(Le Pays 23/02/2012)
La publication du rapport de la CNDH (Commission nationale des droits de l’homme) togolaise sur les allégations de tortures dans les locaux de la tristement célèbre Agence nationale des renseignements (ANR) vient compliquer la crise de confiance entre le pouvoir et l’opposition ainsi que les partenaires sociaux.
Ce rapport qui était très attendu, a été finalement publié le 17 février par le gouvernement, non sans l’avoir vidé de sa substantifique moelle : la confirmation des allégations de tortures portées par des personnes arrêtées lors du procès du putsch manqué, attribué au demi-frère du président togolais Kpatcha.
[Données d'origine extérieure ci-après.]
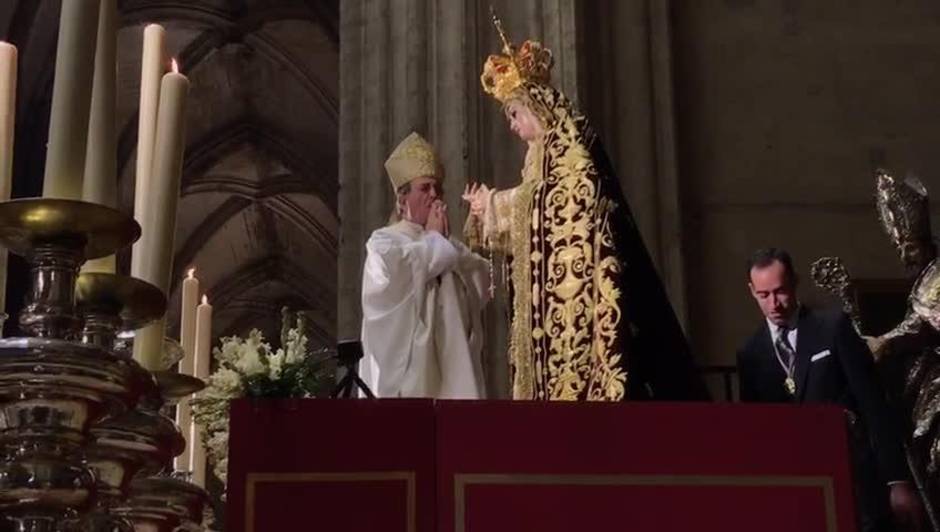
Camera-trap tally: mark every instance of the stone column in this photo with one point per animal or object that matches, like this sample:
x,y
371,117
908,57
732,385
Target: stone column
x,y
415,64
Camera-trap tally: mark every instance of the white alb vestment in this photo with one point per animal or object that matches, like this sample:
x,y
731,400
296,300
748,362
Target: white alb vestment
x,y
422,298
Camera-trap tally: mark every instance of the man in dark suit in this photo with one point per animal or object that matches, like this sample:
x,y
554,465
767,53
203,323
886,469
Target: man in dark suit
x,y
801,355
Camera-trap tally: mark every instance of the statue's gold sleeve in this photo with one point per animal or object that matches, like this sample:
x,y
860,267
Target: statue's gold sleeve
x,y
493,231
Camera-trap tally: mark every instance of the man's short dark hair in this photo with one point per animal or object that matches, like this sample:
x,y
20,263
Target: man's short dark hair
x,y
764,257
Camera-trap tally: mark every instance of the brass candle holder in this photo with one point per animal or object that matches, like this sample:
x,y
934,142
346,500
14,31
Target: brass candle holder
x,y
53,389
En moins de 24 heures, le rapport transmis a été publié. Un record s’il en est, record également dans le bidouillage du rapport. Seulement, les autorités ne s’attendaient pas à une telle réaction de la part du président de la CNDH, organisme partenaire mais non moins indépendant, qui a publié à son tour la version dite « authentique ».
L’homme s’est depuis lors exilé en France, de peur de représailles contre sa personne et sa famille. Le malaise est donc grand à Lomé. L’on se trouve ainsi face à deux rapports qui disent exactement le contraire l’un de l’autre. Une confusion digne de républiques bananières. Une chose est certaine, quelqu’un est de mauvaise foi dans cette affaire : le gouvernement, qui jure que c’est le rapport reçu de la CNDH qui a été publié, ou le président de la CNDH qui affirme le contraire ?
La CNDH ne peut se permettre de remettre un document officiel au gouvernement portant sa propre signature et, par la suite, mettre en doute son authenticité. Sa crédibilité en prendrait un sérieux coup. Car si tel est vraiment le cas, c’est la mort programmée de cette institution. Il est possible aussi que la CNDH, sous la menace, comme le susurre déjà la rumeur, ait été contrainte d’édulcorer le rapport des accusations de tortures.
Cela expliquerait le retard mis pour déposer le rapport et le geste du président de la CNDH. Qui avait donc intérêt à voir publié un rapport qui disculpe l’ANR des accusations de tortures ? L’ANR, faut-il le rappeler, était une des vedettes du procès du putsch manqué de 2009. Des accusés dans cette affaire avaient soutenu, devant le tribunal, avoir subi des traitements dégradants et inhumains. Aujourd’hui encore, le Sergent Bababouwè Bawouna, de la Garde présidentielle, actuellement radié des Forces armées togolaises (FAT) suite à sa condamnation dans l’affaire de coup d’Etat, maintient publiquement ses accusations contre ses tortionnaires. L’ANR ressemble à s’y méprendre à une sorte de police politique, stigmate du régime du défunt président Eyadéma dont le fils a tout intérêt à se débarrasser ou, du moins, à en restructurer profondément certains volets.
En attendant de tirer l’affaire de ces deux rapports contradictoires au clair, l’opposition parlementaire, emmenée par le CAR (Comité d’action pour le renouveau) et l’Alliance nationale pour le changement (ANC), a suspendu sa participation aux discussions politiques en cours avec le parti au pouvoir, sur les réformes en vue des prochaines élections. L’opposition pense que le pouvoir veut protéger certains tortionnaires.
Cette affaire vient en rajouter à la certitude que le régime entretient l’impunité ambiante et qu’il est incapable de jouer la transparence jusqu’au bout. Encore de l’eau au moulin de ses détracteurs. A lui de prouver le contraire. Malheureusement, pour aboutir à la vérité, l’on risque fort d’avoir recours à un troisième rapport sur les conditions de publication de ces deux premiers rapports, pour départager le pouvoir et la CNDH.